Every week on the show “Call the Midwife” I watch truth and grace collide. And I cry.
For those who know the show, I think you’ll understand. For those who don’t – you’ll have to trust me on this one. The show is based on the memoir of a midwife and takes place in the 1950’s in London’s East End, an impoverished area of the city where babies are birthed and life happens raw. Flats are small and crowded with kids, husbands are dock workers, and wives share walls with other wives, everyone in each other’s business. Into this landscape come a group of nuns and young midwives on bicycles, going into homes to birth babies, check up on mums, and sit with the weeping and rejoicing.
The nuns have their complines after their evening meals and their standards. They love God and they love people. They disagree with abortion, infidelity, abuse and neglect. But when those things come their way, which they do in every episode, they meet the issue with grace and common sense.

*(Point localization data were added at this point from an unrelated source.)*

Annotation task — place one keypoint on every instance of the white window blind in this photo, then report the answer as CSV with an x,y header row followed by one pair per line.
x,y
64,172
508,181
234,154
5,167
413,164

The viewer never feels like these nuns are giving up their standards; never feels like they are not living true to their values. Instead, you feel buoyed by their strong faith, enabling them to walk into the worst of situations and with a silent prayer do what they need to do. If it’s finding a home for a baby whose father finds out he’s not the real father, they do it. If it’s helping a young woman who has tried a self-induced abortion and is dying from bleeding, they help to ensure her safety. If it’s protecting someone from an abusive husband, they protect. If they lived in the 1990’s they could, without hypocrisy wear the WWJD bracelet….only they wouldn’t because if you’re living it, you don’t need to wear it.
In “Call the Midwife” – Truth and Grace collide and the result is astonishing. People are changed, healed, comforted, but above all loved.